カプセル化された酵素と小さなプローブ分子の機能的フォトコントロールのための小さなメッシュサイズヒドロゲル

以前は、「タンパク質によるタンパク質の活性化とケージからの放出」（外部光による放出」（Parcel）メソッドを開発して、光分解性ヒドロゲルでそれらをカプセル化し、その後ゲルの紫外線（UV）照射によってそれらを放出することにより、タンパク質の機能を制御しました。ただし、照射なしでヒドロゲルのメッシュ構造のギャップ（約12.4 nm）から小さなタンパク質が漏れる可能性があるため、小さなタンパク質を制御することは困難です。ここでは、メッシュサイズ（〜3.6 nm）の光分解性ゲルを開発し、新しいゲルを使用して、3つの小さな酵素（トリプシン、キモトリプシン、およびエラスターゼ）といくつかの小さな非タンパク質分子の機能を制御しました。新しいゲルは、照射なしのタンパク質の漏れの減少を示し、ゲルカプセル化トリプシンの照射によりトリプシン活動が約78倍増加しました。新しいゲルは、小さなDNA特異的蛍光プローブである4 '、6-ジアミジノ-2-フェニルインドール（DAPI、分子量277）のカプセル化と放出も可能にしました。ゲルカプセル化DAPIへの照射とその後のDNAの添加の後、DAPI-DNA複合体の強い蛍光が観察されました。我々の結果は、ゲルメッシュサイズを12.4から3.6 nmに減らすことにより、不活性状態とその後の光誘発放出でさまざまなタンパク質と小分子のカプセル化が可能になるはずであることを示しています。この方法は、光活性化バイオセンサー、薬物送達システム、および触媒の準備に役立つと予想しています。

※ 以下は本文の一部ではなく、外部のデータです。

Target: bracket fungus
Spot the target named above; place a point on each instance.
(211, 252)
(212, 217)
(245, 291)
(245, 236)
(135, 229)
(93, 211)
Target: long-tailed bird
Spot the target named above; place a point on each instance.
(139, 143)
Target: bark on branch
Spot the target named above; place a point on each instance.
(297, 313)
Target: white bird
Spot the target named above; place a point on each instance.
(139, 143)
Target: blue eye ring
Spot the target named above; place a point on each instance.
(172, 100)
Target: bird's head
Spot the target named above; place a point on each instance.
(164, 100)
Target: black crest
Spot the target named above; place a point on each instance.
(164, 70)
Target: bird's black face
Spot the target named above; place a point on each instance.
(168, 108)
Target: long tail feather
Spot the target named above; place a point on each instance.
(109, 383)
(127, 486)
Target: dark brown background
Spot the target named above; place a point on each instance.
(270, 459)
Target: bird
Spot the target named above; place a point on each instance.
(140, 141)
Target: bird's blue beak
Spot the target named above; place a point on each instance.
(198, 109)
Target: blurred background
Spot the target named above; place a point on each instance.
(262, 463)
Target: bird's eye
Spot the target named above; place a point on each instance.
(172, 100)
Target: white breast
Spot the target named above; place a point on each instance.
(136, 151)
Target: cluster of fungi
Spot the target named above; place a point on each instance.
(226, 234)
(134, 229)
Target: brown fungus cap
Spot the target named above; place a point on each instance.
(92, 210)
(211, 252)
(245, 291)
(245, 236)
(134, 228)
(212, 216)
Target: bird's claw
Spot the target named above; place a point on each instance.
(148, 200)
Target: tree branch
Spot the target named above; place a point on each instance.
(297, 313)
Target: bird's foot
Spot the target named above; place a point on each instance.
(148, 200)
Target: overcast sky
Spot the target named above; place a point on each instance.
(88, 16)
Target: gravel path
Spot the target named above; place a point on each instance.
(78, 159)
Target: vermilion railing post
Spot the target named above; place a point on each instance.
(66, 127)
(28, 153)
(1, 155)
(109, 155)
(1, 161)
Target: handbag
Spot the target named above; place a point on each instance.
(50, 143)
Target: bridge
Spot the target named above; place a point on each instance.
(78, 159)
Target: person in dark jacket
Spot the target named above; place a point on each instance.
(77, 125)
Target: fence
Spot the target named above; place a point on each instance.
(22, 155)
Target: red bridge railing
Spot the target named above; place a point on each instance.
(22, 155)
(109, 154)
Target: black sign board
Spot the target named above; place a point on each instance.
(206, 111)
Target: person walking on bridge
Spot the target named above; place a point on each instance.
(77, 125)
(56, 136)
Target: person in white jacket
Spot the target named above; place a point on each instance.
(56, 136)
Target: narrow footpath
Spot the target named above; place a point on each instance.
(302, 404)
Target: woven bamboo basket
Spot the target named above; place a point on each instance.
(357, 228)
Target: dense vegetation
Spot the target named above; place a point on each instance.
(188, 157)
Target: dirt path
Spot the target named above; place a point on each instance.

Previously, we developed the "protein activation and release from cage by external light" (PARCEL) method for controlling the function of proteins by encapsulating them in a photodegradable hydrogel and subsequently releasing them by ultraviolet (UV) irradiation of the gel. However, controlling small proteins is difficult because small proteins can leak from the gap (ca. 12.4 nm) of the mesh structure of the hydrogel without irradiation. Here, we developed a photodegradable gel with a smaller mesh size (~3.6 nm) and used the new gel to control the function of three small enzymes (trypsin, chymotrypsin, and elastase) and several small nonprotein molecules. The new gel showed reduced leakage of the proteins without irradiation, and tryptic activity increased approximately 78-fold upon irradiation of gel-encapsulated trypsin. The new gel also permitted encapsulation and release of 4',6-diamidino-2-phenylindole (DAPI, molecular weight 277), a small DNA-specific fluorescent probe. After irradiation to the gel-encapsulated DAPI and subsequent addition of DNA, strong fluorescence of the DAPI-DNA complex was observed. Our results indicate that reducing the gel mesh size from 12.4 to 3.6 nm should allow the encapsulation of various proteins and small molecules in an inactive state and their subsequent light-induced release. We expect this method to be useful in preparation of photoactivated biosensors, drug delivery systems, and catalysis.